Divan apparently knows their unpleasant history together—as Connor hoped he would—and accepts that this is the first Connor is aware of Argent’s presence on the plane. Argent’s breath of relief would have been suspicious if anyone paid him the slightest bit of attention.

Divan looks Connor over. “Am I right in assuming that you dispatched Mason Starkey prior to his unwinding?” And when he doesn’t answer Divan says, “Come now, don’t you have anything to say?”

Connor shrugs and obliges. “Nice socks,” he says with a satisfied smile.

Divan never breaks eye contact. “Indeed they are. Cervelt. New Zealand deer fiber, a bargain at a thousand dollars a pair.” He returns Connor’s smile, leaving Connor feeling far less satisfied.

“Skinner! Bring Connor something to drink. Lemonade.”

Argent, dusting a piano keyboard flinches and hits a few of the keys. On the wall behind him three adjacent faces open their mouths and voice a dissonant chord. Connor swallows, and tries to convince his rational mind that he didn’t just see that.

“I’ll confess,” says Divan, “I was hoping to spend perhaps a week to build hype among my customers for your auction . . . but now, in light of your interference with Mr. Starkey, I just want to be rid of you.”

He gestures to the boeuf and the medic to take him away, and they step forward, grabbing him. “Where’s Risa?” demands Connor. “I want to talk to her. If you’re going to unwind me, at least let me say good-bye.”

“Unwise,” he says. “No need to compound her grief.”

Argent brings the lemonade but is literally blindsided by a chair. Bumping into it, he drops the glass on the floor, which calls forth a long-suffering sigh from Divan.

“I’m sorry, sir! I’m sorry!”

“Apologize to Connor; it was his drink.”

“I’m sorry, Connor.”

“It’s all good, Argent,” Connor says. “All good.” And he turns his head just enough to hide from Divan the wink he gives Argent.

Divan orders that Connor be not only restrained but kept in isolation.

“Should we now to tranq him?” asks the boeuf in something resembling English, with an accent much stronger than Divan’s.

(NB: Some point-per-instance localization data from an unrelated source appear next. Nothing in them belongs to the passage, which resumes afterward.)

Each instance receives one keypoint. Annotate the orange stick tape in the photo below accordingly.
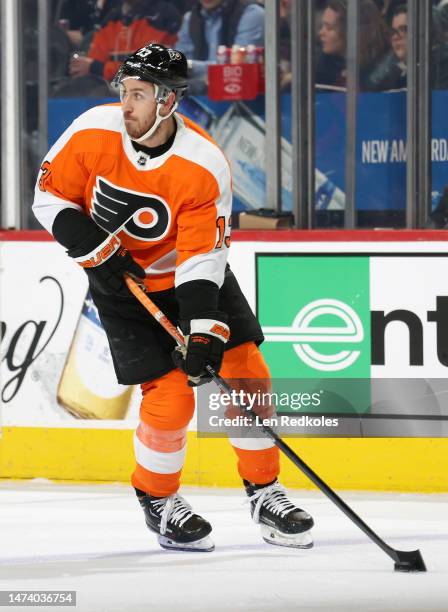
(154, 310)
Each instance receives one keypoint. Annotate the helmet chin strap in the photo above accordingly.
(158, 120)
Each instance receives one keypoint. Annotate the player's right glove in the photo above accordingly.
(206, 338)
(105, 261)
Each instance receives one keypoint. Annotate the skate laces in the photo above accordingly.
(173, 508)
(272, 497)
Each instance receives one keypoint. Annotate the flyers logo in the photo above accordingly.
(142, 216)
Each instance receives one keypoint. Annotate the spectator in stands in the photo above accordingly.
(373, 43)
(211, 23)
(130, 26)
(391, 73)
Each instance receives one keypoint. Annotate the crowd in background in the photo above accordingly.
(89, 39)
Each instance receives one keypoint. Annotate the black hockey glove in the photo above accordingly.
(105, 261)
(205, 338)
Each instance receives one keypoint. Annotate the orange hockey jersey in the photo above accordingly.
(172, 212)
(115, 41)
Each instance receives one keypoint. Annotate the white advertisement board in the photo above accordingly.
(56, 368)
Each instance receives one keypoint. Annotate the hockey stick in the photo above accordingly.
(405, 561)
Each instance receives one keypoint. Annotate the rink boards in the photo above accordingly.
(64, 417)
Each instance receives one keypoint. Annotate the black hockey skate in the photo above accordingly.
(175, 524)
(281, 522)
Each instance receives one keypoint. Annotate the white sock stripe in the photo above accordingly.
(156, 461)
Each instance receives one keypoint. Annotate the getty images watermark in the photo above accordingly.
(226, 410)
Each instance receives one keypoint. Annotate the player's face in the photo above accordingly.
(138, 105)
(399, 36)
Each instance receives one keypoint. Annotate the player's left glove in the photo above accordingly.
(206, 339)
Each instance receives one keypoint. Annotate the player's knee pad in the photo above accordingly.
(168, 402)
(246, 370)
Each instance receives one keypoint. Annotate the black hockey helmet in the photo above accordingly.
(157, 64)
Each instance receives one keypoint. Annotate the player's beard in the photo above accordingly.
(136, 129)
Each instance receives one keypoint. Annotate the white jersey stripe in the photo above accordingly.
(156, 461)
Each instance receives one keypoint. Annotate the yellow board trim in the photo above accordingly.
(380, 464)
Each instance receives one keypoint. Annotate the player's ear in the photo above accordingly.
(166, 108)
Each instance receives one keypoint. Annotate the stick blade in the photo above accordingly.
(409, 561)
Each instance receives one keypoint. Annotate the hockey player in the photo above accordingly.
(137, 188)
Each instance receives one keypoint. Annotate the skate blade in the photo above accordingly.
(203, 545)
(291, 540)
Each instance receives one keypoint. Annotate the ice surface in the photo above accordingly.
(92, 539)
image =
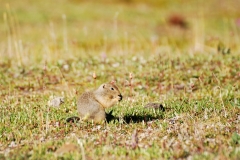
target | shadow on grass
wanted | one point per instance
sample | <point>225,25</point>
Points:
<point>132,118</point>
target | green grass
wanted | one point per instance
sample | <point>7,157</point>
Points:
<point>52,48</point>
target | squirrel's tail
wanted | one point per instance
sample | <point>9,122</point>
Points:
<point>73,119</point>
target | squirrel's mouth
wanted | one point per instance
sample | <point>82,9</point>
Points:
<point>120,97</point>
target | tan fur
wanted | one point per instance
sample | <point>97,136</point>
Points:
<point>91,105</point>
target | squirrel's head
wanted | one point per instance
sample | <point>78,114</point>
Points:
<point>108,94</point>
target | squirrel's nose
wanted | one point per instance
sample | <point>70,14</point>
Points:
<point>120,96</point>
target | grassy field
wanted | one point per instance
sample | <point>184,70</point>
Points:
<point>182,54</point>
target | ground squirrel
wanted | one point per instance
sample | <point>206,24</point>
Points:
<point>91,105</point>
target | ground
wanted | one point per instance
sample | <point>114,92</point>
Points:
<point>181,54</point>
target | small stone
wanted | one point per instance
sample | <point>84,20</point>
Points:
<point>56,102</point>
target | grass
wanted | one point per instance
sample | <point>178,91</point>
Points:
<point>180,54</point>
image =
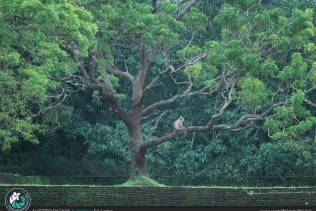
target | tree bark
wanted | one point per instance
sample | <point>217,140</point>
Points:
<point>138,158</point>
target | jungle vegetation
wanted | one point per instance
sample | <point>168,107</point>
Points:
<point>92,87</point>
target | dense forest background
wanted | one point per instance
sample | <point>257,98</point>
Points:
<point>52,128</point>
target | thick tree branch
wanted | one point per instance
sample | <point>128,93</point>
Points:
<point>184,94</point>
<point>124,74</point>
<point>186,9</point>
<point>243,122</point>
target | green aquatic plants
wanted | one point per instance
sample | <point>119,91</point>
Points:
<point>141,181</point>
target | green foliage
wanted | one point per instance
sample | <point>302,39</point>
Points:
<point>266,47</point>
<point>253,92</point>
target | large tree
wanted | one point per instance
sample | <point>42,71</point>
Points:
<point>147,57</point>
<point>263,61</point>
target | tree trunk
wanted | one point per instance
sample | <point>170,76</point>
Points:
<point>138,156</point>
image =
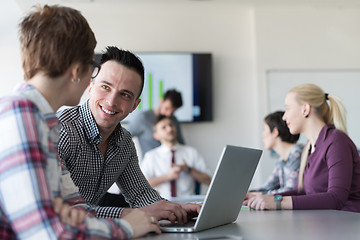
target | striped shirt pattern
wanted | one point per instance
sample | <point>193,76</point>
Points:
<point>30,175</point>
<point>93,173</point>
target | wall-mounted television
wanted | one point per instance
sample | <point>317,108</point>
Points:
<point>188,73</point>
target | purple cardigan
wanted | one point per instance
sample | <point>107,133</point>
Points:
<point>332,174</point>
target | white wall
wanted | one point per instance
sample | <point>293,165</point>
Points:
<point>246,42</point>
<point>305,39</point>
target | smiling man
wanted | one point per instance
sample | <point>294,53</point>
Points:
<point>98,151</point>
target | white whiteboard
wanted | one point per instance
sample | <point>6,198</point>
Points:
<point>343,83</point>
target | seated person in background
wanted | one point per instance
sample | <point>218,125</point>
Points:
<point>99,152</point>
<point>329,176</point>
<point>172,168</point>
<point>141,125</point>
<point>57,48</point>
<point>276,136</point>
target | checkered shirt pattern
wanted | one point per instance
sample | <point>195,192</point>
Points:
<point>93,173</point>
<point>30,175</point>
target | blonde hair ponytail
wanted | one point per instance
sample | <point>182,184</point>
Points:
<point>333,112</point>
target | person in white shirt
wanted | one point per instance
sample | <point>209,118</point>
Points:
<point>188,165</point>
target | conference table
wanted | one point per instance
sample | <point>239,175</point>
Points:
<point>278,225</point>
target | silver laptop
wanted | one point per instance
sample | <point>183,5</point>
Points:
<point>226,193</point>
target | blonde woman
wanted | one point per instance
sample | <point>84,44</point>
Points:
<point>329,176</point>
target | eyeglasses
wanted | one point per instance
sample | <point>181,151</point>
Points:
<point>96,69</point>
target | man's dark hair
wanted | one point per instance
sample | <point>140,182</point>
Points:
<point>125,58</point>
<point>274,120</point>
<point>174,97</point>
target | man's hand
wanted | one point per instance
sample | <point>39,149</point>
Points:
<point>192,209</point>
<point>68,215</point>
<point>169,211</point>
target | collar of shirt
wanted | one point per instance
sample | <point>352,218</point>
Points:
<point>32,94</point>
<point>166,148</point>
<point>91,129</point>
<point>323,134</point>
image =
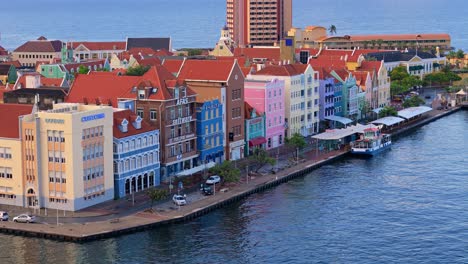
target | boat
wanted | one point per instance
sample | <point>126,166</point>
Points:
<point>371,142</point>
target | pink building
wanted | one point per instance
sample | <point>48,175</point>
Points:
<point>267,97</point>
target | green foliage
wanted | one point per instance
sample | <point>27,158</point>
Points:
<point>226,171</point>
<point>156,195</point>
<point>413,101</point>
<point>387,111</point>
<point>441,77</point>
<point>260,158</point>
<point>296,142</point>
<point>137,70</point>
<point>83,70</point>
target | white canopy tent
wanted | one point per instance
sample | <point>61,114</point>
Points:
<point>413,111</point>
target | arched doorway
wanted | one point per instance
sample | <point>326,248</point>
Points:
<point>127,186</point>
<point>31,198</point>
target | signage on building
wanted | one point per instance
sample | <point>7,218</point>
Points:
<point>93,117</point>
<point>182,101</point>
<point>182,120</point>
<point>183,137</point>
<point>55,121</point>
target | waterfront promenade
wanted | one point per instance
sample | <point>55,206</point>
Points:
<point>120,217</point>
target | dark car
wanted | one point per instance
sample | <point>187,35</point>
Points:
<point>206,190</point>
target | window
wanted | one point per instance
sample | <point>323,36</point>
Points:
<point>140,112</point>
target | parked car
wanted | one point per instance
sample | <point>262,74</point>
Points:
<point>213,179</point>
<point>24,218</point>
<point>206,190</point>
<point>4,216</point>
<point>179,199</point>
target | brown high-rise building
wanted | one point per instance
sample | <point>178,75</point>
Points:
<point>258,22</point>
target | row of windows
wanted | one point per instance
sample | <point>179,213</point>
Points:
<point>136,162</point>
<point>6,173</point>
<point>35,56</point>
<point>179,150</point>
<point>5,153</point>
<point>93,173</point>
<point>57,156</point>
<point>55,136</point>
<point>135,144</point>
<point>92,132</point>
<point>93,151</point>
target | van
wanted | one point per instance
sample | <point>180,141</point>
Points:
<point>4,216</point>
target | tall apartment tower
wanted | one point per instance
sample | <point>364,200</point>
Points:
<point>258,22</point>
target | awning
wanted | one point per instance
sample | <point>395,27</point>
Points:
<point>388,120</point>
<point>340,119</point>
<point>335,134</point>
<point>413,111</point>
<point>257,141</point>
<point>196,169</point>
<point>377,110</point>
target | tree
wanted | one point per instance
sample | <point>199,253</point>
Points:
<point>387,111</point>
<point>296,142</point>
<point>260,158</point>
<point>83,69</point>
<point>137,70</point>
<point>413,101</point>
<point>226,171</point>
<point>156,195</point>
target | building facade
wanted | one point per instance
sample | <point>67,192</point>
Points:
<point>67,157</point>
<point>258,22</point>
<point>268,99</point>
<point>210,135</point>
<point>136,154</point>
<point>222,80</point>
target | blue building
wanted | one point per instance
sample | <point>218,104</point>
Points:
<point>136,154</point>
<point>210,132</point>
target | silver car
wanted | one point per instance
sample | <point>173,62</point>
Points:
<point>24,218</point>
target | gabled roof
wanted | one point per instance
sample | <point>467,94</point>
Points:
<point>105,88</point>
<point>127,114</point>
<point>9,114</point>
<point>40,46</point>
<point>173,66</point>
<point>206,70</point>
<point>271,54</point>
<point>153,43</point>
<point>98,45</point>
<point>283,70</point>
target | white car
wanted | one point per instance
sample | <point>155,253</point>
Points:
<point>24,218</point>
<point>4,216</point>
<point>179,199</point>
<point>213,179</point>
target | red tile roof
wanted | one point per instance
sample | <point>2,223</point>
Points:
<point>173,65</point>
<point>40,46</point>
<point>127,114</point>
<point>212,70</point>
<point>271,54</point>
<point>9,114</point>
<point>99,45</point>
<point>104,88</point>
<point>283,70</point>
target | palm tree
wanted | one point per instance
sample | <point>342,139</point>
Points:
<point>332,30</point>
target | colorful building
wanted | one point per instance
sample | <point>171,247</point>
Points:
<point>301,96</point>
<point>222,80</point>
<point>254,130</point>
<point>210,135</point>
<point>267,97</point>
<point>136,154</point>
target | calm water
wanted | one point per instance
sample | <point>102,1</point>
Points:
<point>407,205</point>
<point>197,23</point>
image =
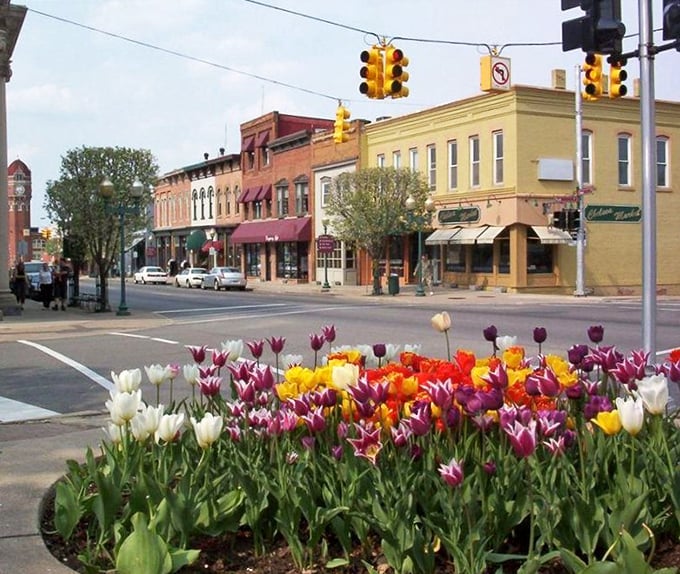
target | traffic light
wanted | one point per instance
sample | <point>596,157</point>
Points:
<point>372,72</point>
<point>395,74</point>
<point>617,75</point>
<point>671,19</point>
<point>592,70</point>
<point>559,220</point>
<point>599,30</point>
<point>341,126</point>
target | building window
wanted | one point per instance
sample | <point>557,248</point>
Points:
<point>624,159</point>
<point>474,161</point>
<point>325,190</point>
<point>453,164</point>
<point>282,200</point>
<point>413,159</point>
<point>396,159</point>
<point>498,158</point>
<point>432,166</point>
<point>662,162</point>
<point>586,155</point>
<point>301,198</point>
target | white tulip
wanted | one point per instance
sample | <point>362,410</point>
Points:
<point>207,430</point>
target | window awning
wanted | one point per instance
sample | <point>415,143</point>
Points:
<point>489,234</point>
<point>441,236</point>
<point>248,143</point>
<point>275,231</point>
<point>262,139</point>
<point>549,235</point>
<point>466,236</point>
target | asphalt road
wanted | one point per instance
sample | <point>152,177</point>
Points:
<point>72,373</point>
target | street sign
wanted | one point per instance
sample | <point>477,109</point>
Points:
<point>325,243</point>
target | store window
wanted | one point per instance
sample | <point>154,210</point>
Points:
<point>539,255</point>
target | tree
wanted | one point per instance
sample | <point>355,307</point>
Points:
<point>369,205</point>
<point>75,204</point>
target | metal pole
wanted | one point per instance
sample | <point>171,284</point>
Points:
<point>122,307</point>
<point>580,232</point>
<point>326,284</point>
<point>648,137</point>
<point>420,292</point>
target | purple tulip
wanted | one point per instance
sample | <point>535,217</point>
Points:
<point>596,333</point>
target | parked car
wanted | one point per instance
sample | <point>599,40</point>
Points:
<point>224,278</point>
<point>190,277</point>
<point>150,274</point>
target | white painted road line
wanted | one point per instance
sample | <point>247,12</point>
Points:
<point>12,411</point>
<point>89,373</point>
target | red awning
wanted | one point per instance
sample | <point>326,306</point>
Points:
<point>275,230</point>
<point>262,139</point>
<point>216,245</point>
<point>248,143</point>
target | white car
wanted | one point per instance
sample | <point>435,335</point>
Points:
<point>150,274</point>
<point>190,277</point>
<point>224,278</point>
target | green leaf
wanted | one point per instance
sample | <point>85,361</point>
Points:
<point>66,510</point>
<point>143,551</point>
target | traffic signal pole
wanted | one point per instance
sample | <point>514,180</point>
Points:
<point>580,232</point>
<point>648,137</point>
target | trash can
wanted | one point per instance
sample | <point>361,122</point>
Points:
<point>393,284</point>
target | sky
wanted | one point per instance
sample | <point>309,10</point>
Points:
<point>178,77</point>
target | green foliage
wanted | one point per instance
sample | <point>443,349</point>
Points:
<point>74,203</point>
<point>368,206</point>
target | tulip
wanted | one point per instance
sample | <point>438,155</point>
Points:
<point>596,333</point>
<point>632,413</point>
<point>452,473</point>
<point>233,348</point>
<point>123,406</point>
<point>198,353</point>
<point>653,391</point>
<point>127,381</point>
<point>256,348</point>
<point>608,421</point>
<point>169,427</point>
<point>208,430</point>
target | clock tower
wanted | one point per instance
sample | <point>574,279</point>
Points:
<point>19,207</point>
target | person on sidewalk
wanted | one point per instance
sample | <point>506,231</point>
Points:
<point>46,285</point>
<point>61,272</point>
<point>425,267</point>
<point>19,281</point>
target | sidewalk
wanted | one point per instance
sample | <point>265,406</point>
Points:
<point>33,454</point>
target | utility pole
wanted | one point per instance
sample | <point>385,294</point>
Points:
<point>648,137</point>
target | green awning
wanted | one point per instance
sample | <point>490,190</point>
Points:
<point>196,240</point>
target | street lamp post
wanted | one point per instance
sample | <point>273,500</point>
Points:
<point>106,191</point>
<point>420,219</point>
<point>326,285</point>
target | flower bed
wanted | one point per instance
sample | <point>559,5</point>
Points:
<point>434,461</point>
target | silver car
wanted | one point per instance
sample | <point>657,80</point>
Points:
<point>224,278</point>
<point>190,277</point>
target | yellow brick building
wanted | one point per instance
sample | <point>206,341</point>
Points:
<point>501,168</point>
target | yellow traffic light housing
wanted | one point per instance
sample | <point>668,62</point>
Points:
<point>395,74</point>
<point>592,80</point>
<point>372,73</point>
<point>341,125</point>
<point>617,75</point>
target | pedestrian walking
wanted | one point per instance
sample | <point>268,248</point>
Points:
<point>61,272</point>
<point>424,271</point>
<point>46,285</point>
<point>20,282</point>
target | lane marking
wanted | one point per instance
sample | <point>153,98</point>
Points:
<point>89,373</point>
<point>13,411</point>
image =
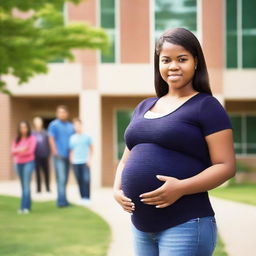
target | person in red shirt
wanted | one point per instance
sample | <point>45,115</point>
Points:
<point>23,151</point>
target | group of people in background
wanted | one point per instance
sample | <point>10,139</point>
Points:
<point>68,145</point>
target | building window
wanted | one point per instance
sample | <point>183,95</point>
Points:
<point>244,127</point>
<point>123,118</point>
<point>108,22</point>
<point>240,34</point>
<point>175,13</point>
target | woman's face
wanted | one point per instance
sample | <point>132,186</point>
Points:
<point>23,129</point>
<point>176,65</point>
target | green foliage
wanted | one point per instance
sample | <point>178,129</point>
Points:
<point>51,231</point>
<point>244,193</point>
<point>28,45</point>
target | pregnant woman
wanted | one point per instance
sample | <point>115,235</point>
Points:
<point>179,145</point>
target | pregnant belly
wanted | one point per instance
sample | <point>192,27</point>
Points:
<point>147,160</point>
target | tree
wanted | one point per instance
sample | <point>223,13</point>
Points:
<point>28,45</point>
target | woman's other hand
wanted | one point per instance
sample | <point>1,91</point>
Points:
<point>165,195</point>
<point>124,201</point>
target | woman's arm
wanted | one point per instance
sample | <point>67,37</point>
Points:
<point>124,201</point>
<point>90,155</point>
<point>222,155</point>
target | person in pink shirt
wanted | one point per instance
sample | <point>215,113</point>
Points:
<point>23,151</point>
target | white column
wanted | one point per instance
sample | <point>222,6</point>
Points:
<point>90,114</point>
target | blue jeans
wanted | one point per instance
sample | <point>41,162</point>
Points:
<point>82,174</point>
<point>196,237</point>
<point>24,172</point>
<point>61,171</point>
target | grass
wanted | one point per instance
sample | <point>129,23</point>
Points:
<point>219,249</point>
<point>244,193</point>
<point>51,231</point>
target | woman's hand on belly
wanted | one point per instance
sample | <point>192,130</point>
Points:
<point>165,195</point>
<point>124,201</point>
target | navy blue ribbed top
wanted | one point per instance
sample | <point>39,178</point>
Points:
<point>172,145</point>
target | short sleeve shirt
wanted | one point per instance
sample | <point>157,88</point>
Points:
<point>61,132</point>
<point>80,144</point>
<point>171,145</point>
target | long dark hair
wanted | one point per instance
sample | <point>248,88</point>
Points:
<point>19,135</point>
<point>186,39</point>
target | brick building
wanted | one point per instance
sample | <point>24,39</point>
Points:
<point>103,90</point>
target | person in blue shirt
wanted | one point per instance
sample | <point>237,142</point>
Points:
<point>81,149</point>
<point>59,131</point>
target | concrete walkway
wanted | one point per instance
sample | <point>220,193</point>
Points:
<point>102,202</point>
<point>236,221</point>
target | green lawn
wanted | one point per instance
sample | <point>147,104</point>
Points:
<point>245,193</point>
<point>219,250</point>
<point>51,231</point>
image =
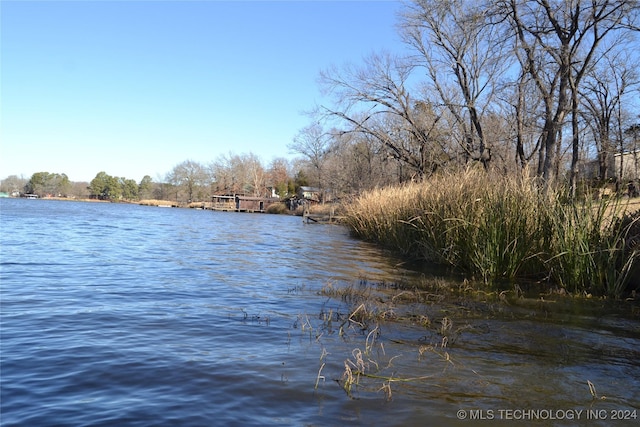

“No,” Divan tells him, “I can think of no greater punishment than leaving him alone with his own thoughts.”

48 • Argent

In his twenty years on this earth, Argent Skinner could never connect his life’s aspirations to anything real. As a child, he wanted to be a football star, but lacked the physique, so he lowered his expectations and became a vocal spectator. As an adolescent, he wanted to be a basketball star, and although he had some talent, he lacked the drive to see it through. So he lowered his expectations and accepted the chance to warm the bench for the one season he actually made the team.

It was more than two years after almost finishing high school that Connor Lassiter showed up in his checkout line. During that time, Argent had gotten no closer to his adult life goals than he ever got to his childhood goals. Argent wanted to be rich. He wanted to be respected. He wanted to be surrounded by beautiful women who adored him. But as with everything else, he lacked the vision required to manifest these things, so once more he lowered his expectations. Now all he wanted was a job that gave him enough money to keep his car running, and enough beer so he could hang out with other low-expectation friends and bad-mouth the types of people who got a piece of their dream.

Then Connor showed up, and Argent truly believed, if he could only win Connor over, he could hitch himself up to Connor’s shooting star, and blast himself out of mediocrity.